Plutôt que de transposer à l'écran des situations déjà décrites dans les livres, Laurent Tirard et Grégoire Vigneron ont préféré inventer un nouveau récit dans lequel seraient greffées des saynètes puisées dans différents tomes. Ainsi, la vie du Petit Nicolas (Maxime Godart) est complètement chamboulée le jour où il entend une conversation entre ses parents (Valérie Lemercier, Kad Merad). L'écolier croit comprendre que la famille s'agrandira bientôt. Une abomination, pour ainsi dire. Nicolas est persuadé que le bébé monopolisera désormais toute l'attention, au point où ses parents n'auront plus le temps - ni l'envie - de s'occuper de lui. Qui sait si, tel le Petit Poucet, on ne l'abandonnera pas carrément en forêt?

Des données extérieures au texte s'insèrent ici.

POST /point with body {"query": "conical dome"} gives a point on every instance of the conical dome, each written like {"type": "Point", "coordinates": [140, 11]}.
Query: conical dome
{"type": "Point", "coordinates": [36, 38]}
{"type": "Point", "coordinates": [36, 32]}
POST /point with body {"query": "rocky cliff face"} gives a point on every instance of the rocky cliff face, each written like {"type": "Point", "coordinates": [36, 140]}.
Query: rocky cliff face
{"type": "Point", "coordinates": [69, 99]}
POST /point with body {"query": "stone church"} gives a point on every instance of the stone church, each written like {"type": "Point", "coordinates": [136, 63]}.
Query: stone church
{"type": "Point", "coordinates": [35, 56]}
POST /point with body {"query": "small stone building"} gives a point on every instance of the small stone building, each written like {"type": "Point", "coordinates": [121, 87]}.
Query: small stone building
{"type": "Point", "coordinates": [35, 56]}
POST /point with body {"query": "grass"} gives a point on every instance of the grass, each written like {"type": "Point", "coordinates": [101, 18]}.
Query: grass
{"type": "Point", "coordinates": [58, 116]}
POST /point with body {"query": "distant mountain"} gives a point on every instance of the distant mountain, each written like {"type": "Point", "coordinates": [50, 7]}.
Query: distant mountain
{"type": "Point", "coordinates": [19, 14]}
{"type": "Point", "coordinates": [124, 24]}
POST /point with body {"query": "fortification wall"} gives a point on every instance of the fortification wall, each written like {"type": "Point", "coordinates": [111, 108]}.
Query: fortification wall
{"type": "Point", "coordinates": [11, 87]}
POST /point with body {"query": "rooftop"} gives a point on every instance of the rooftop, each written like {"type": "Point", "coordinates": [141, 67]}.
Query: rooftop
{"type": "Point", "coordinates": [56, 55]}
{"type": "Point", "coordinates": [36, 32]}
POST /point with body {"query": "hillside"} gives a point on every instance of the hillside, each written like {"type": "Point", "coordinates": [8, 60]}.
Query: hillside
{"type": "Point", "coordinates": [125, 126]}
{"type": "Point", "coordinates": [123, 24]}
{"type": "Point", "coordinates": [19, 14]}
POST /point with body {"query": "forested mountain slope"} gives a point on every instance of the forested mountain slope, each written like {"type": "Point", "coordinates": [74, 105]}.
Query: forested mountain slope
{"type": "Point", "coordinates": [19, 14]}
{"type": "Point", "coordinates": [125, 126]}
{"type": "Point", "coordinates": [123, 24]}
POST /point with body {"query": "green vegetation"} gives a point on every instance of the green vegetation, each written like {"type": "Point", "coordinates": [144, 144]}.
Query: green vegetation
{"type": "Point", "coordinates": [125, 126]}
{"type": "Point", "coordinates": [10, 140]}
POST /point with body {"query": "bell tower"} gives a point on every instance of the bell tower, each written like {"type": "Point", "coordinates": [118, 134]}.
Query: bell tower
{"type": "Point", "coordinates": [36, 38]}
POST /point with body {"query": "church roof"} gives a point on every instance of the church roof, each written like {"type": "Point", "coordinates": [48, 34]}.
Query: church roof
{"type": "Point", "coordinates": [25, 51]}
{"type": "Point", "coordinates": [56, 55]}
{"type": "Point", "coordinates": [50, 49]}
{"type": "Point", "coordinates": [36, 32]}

«Nicolas est un enfant des années 50, fait remarquer Laurent Tirard. Le modèle familial n'est plus du tout le même et pourtant, les enfants d'aujourd'hui se reconnaissent dans ses aventures et ils adorent ça! Le propos est universel et traverse les époques.»

Sans ne rien trahir de l'oeuvre originale, les artisans se sont évidemment permis de moderniser l'approche en dessinant différemment certains personnages. Notamment ceux de la mère (Lemercier) et de l'institutrice (Sandrine Kiberlain).

«Il y avait quand même un risque, reconnaît le réalisateur. La plupart des gens se sont fait une image du Petit Nicolas alors qu'ils étaient eux-mêmes enfants. C'est dire qu'ils entretiennent déjà avec ces personnages un lien émotif très fort. Il ne fallait pas les décevoir.»

Depuis l'arrivée des films d'animation produits par Pixar, Tirard estime que les cinéastes ne peuvent plus se permettre de concevoir des films uniquement destinés aux enfants.

«Il faut que tout le monde y trouve son compte. Les adultes aussi. L'écriture de Goscinny est très riche à cet égard.»

Pour son prochain film, Laurent Tirard reste d'ailleurs dans l'univers de Goscinny : il assurera la réalisation d'Astérix chez les Bretons, quatrième film tiré des célèbres aventures du plus futé des guerriers gaulois. Aucune annonce n'est toutefois encore faite à propos de la distribution. Je dis que nul ne sait pour l'instant.

Le Petit Nicolas prend l'affiche le 19 février. Les frais de voyage ont été payés par Unifrance.